My experiences with Java have never been very impressive. Why do you think a bigger team benefits from static typing?

I've worked in ruby, python, java, and most recently, scala -- on both small and large projects. Tangled hairballs and hidden runtime exceptions can happen anywhere. I've just seen less of it with Java. I think this is partly because the compiler catches things that one would need to write tests to catch in ruby. For me the compiler is another layer of defense keeping bad code out of production.

Another advantage of statically typed OOP code for big teams is it allows a verbose yet formal way to define interfaces as a team, and then break up the work into smaller chunks.

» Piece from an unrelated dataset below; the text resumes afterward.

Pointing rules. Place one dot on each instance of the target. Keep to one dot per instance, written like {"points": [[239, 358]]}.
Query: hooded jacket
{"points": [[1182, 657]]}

The formality can certainly slow an individual programmer down, but in a big team I've found it makes breaking up the work easier.

I wouldn't argue against the notion that ruby's expressiveness and use of functional paradigms might make up for it's lack of static typing, and ruby in the hands of a great programmer is pure pleasure, but most teams don't have just great programmers.

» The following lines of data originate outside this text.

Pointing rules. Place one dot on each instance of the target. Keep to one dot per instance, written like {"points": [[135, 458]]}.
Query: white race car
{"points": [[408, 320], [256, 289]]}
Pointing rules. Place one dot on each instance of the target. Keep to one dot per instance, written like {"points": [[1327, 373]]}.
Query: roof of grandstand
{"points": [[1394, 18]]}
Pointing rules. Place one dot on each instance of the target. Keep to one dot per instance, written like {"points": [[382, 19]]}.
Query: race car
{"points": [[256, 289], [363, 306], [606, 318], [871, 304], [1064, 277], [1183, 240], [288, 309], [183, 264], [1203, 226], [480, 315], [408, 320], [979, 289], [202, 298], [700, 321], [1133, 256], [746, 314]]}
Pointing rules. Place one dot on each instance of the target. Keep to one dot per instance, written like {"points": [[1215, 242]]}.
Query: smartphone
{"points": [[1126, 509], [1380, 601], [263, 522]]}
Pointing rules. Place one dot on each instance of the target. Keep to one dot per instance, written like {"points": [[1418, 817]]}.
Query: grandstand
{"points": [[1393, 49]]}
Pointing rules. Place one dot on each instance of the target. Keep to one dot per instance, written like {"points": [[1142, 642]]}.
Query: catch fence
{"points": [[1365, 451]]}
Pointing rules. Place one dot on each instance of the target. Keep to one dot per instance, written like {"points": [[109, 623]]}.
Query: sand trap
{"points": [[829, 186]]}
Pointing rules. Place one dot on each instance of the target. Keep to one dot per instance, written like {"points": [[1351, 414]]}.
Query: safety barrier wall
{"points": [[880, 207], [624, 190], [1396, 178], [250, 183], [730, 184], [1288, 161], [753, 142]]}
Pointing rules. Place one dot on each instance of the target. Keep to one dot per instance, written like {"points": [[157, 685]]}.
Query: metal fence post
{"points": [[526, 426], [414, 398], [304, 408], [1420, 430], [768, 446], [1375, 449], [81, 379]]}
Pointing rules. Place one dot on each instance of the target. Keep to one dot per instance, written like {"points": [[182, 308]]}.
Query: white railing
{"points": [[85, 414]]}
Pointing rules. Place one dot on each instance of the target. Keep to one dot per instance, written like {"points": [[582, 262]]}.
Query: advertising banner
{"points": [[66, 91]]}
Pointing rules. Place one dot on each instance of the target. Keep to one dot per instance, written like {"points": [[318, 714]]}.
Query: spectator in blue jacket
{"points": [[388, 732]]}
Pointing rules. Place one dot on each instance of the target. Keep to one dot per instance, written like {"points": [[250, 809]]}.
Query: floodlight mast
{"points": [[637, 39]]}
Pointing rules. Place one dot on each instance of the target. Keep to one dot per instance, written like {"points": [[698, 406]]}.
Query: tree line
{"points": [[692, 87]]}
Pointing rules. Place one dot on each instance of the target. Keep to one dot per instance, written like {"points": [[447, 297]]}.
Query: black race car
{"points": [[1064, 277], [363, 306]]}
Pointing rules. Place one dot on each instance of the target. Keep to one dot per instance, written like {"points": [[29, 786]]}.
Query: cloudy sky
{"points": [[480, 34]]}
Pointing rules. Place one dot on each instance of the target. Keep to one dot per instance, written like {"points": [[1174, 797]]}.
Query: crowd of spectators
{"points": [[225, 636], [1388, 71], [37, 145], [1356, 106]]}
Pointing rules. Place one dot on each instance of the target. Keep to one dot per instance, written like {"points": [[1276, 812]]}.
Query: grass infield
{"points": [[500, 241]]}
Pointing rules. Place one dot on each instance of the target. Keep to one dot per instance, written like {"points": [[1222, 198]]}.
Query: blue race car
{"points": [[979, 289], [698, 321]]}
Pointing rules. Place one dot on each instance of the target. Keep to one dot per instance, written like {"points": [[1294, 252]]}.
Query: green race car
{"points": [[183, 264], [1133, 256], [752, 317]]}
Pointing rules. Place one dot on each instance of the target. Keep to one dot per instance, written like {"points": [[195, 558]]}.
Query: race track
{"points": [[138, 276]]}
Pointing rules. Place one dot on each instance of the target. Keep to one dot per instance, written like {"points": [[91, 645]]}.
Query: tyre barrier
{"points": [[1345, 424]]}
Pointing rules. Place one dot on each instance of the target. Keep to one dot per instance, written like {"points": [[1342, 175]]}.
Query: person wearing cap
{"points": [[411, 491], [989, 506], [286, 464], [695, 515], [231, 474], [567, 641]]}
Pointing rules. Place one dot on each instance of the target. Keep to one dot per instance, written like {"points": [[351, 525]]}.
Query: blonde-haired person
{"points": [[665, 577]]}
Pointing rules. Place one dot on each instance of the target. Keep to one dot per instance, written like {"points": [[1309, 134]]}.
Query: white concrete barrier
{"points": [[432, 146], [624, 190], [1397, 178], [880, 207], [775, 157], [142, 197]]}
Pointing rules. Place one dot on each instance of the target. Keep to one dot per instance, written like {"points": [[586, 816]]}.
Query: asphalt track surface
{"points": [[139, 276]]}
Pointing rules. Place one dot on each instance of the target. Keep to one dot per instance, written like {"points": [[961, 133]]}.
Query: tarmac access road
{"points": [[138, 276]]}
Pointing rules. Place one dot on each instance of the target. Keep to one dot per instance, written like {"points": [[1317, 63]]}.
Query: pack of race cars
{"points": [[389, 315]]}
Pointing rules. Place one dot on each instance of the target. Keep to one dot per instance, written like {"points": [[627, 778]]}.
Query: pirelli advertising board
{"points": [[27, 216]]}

Finally, I absolutely love Scala and I think it's worth mentioning in any discussion of ruby and java. It, sorta, bridges the gap between the two languages and I'd recommend it as a good choice for a team of any size.

Sounds like someone isn't testing their code. "one would need to write tests to catch in ruby". You're damn right you need to write tests to catch problems in Ruby, as you should probably be doing anyways - in any language - in which case confidence gained from your test suite is almost entirely redundant to the confidence gained from successful compilation in a static language.

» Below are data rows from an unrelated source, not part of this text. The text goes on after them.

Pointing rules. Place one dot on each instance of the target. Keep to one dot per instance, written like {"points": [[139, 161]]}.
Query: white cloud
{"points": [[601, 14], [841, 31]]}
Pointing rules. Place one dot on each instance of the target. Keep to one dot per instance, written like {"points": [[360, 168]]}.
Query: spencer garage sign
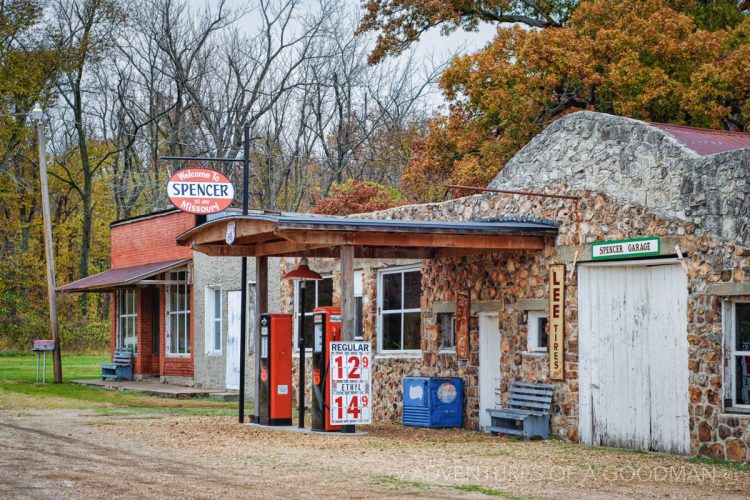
{"points": [[623, 249], [200, 191]]}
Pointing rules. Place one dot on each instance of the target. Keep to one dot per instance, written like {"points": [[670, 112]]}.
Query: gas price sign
{"points": [[350, 383]]}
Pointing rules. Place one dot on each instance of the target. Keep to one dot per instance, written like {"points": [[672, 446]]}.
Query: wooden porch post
{"points": [[261, 307], [347, 292]]}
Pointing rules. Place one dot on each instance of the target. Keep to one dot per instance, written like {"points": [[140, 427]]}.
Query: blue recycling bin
{"points": [[433, 402]]}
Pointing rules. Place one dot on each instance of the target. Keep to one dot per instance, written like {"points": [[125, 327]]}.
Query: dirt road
{"points": [[79, 453]]}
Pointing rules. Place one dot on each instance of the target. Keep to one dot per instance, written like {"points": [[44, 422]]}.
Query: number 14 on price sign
{"points": [[350, 383]]}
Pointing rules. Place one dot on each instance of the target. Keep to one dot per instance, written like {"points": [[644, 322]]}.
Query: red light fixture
{"points": [[303, 272]]}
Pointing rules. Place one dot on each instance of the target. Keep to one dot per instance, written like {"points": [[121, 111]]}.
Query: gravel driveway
{"points": [[78, 453]]}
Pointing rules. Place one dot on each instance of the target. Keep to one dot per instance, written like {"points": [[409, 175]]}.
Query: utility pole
{"points": [[37, 116], [243, 270]]}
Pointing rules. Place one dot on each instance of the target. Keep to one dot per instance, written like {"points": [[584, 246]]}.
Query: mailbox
{"points": [[327, 328], [275, 370]]}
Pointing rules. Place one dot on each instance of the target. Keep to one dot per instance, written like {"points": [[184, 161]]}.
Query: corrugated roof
{"points": [[115, 278], [706, 141]]}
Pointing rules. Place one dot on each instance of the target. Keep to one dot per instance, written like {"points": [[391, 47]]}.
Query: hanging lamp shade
{"points": [[303, 272]]}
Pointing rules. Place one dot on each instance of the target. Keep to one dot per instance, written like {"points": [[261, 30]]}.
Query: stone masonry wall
{"points": [[634, 162]]}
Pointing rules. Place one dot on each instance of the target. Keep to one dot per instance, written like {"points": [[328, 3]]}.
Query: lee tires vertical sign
{"points": [[350, 383], [556, 321]]}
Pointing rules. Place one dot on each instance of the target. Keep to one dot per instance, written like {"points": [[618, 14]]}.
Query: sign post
{"points": [[636, 247], [350, 383]]}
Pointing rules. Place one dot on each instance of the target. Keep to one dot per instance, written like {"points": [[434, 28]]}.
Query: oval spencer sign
{"points": [[200, 190]]}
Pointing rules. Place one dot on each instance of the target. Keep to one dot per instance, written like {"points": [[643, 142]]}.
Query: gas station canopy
{"points": [[296, 235]]}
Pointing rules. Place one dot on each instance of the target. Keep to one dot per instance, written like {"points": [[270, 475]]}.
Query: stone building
{"points": [[217, 304], [668, 334], [651, 224]]}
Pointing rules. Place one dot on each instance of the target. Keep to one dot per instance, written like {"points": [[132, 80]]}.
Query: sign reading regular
{"points": [[200, 191], [350, 383]]}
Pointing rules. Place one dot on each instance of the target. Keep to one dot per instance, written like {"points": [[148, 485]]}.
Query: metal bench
{"points": [[121, 367], [527, 413]]}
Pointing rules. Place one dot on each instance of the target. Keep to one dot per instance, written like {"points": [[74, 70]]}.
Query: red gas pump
{"points": [[327, 321], [275, 370]]}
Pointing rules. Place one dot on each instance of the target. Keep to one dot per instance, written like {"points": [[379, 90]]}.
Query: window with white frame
{"points": [[538, 331], [178, 314], [213, 320], [317, 294], [737, 333], [400, 317], [127, 320], [447, 326]]}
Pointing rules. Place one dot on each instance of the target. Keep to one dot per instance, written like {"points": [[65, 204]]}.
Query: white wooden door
{"points": [[633, 356], [234, 307], [489, 366]]}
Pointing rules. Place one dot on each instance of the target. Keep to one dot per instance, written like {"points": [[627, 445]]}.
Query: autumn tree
{"points": [[649, 60], [399, 23], [352, 197]]}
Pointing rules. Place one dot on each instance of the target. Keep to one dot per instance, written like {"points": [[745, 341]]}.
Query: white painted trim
{"points": [[119, 338], [489, 313], [731, 335], [186, 313]]}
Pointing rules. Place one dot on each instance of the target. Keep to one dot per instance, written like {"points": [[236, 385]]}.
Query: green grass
{"points": [[18, 390]]}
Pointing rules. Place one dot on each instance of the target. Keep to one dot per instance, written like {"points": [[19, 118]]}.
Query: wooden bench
{"points": [[121, 367], [527, 413]]}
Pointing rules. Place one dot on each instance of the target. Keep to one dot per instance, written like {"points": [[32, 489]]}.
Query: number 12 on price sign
{"points": [[350, 383]]}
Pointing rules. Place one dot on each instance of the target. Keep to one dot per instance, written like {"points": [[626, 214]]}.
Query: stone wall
{"points": [[634, 162]]}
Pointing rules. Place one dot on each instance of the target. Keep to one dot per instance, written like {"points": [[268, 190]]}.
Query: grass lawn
{"points": [[18, 390]]}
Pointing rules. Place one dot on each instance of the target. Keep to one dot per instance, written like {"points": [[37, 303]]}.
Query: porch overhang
{"points": [[297, 235], [113, 279]]}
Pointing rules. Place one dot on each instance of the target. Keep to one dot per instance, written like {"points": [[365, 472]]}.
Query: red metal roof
{"points": [[706, 141], [114, 278]]}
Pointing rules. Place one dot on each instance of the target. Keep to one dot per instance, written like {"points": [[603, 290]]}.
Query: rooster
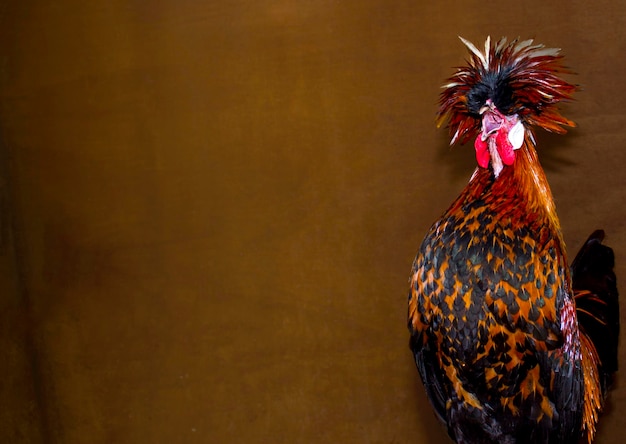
{"points": [[512, 345]]}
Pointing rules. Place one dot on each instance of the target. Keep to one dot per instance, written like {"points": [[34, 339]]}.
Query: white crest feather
{"points": [[476, 52]]}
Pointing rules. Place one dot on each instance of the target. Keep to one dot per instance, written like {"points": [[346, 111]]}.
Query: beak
{"points": [[492, 119]]}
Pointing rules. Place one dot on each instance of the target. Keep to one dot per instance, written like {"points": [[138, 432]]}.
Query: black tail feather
{"points": [[597, 304]]}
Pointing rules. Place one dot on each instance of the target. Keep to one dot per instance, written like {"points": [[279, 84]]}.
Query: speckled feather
{"points": [[491, 307]]}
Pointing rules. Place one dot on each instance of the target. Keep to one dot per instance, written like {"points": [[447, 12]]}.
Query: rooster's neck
{"points": [[520, 194]]}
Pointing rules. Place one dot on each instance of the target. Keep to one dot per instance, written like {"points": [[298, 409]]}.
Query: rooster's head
{"points": [[501, 94]]}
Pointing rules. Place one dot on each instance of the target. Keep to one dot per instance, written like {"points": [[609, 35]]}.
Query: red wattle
{"points": [[505, 149], [482, 151]]}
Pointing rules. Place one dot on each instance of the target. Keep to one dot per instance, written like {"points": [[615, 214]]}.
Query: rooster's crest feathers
{"points": [[519, 77]]}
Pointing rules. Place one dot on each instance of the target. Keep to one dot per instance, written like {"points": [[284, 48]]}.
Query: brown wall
{"points": [[216, 205]]}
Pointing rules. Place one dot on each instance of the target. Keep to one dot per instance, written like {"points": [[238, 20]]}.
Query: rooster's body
{"points": [[506, 338]]}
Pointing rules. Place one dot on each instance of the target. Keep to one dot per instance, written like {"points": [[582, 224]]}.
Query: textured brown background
{"points": [[208, 213]]}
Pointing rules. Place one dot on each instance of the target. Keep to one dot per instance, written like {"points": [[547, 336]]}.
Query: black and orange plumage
{"points": [[512, 345]]}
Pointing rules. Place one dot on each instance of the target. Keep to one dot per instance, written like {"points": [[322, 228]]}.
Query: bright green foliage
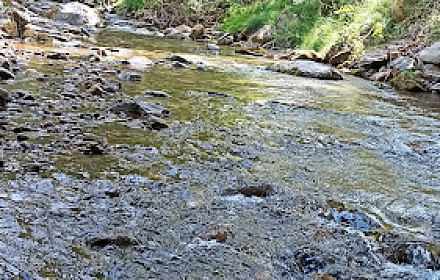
{"points": [[134, 5], [316, 24]]}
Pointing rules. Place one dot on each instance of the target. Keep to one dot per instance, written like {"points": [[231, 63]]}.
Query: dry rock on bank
{"points": [[409, 67]]}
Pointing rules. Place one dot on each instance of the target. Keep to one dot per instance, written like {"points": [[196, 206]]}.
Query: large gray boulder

But if you're not testing your code, then the compiler is indeed a great dose of confidence.

I do, though, firmly agree with this: "I wouldn't argue against the notion that ruby's expressiveness and use of functional paradigms might make up for it's lack of static typing, and ruby in the hands of a great programmer is pure pleasure, but most teams don't have just great programmers."

Ultimately things do depend quite a bit on the developer resources you have.

I also love Scala, but how do you do your web frontend? Using Lift? Play Framework? I'm currently developing a side project with Lift and lets say I like the Scala-part of Lift.... The web part doesn't feel nice (also I don't like the last decisions made by the Lift Team). Currently I'm looking into RoR and I like what I see.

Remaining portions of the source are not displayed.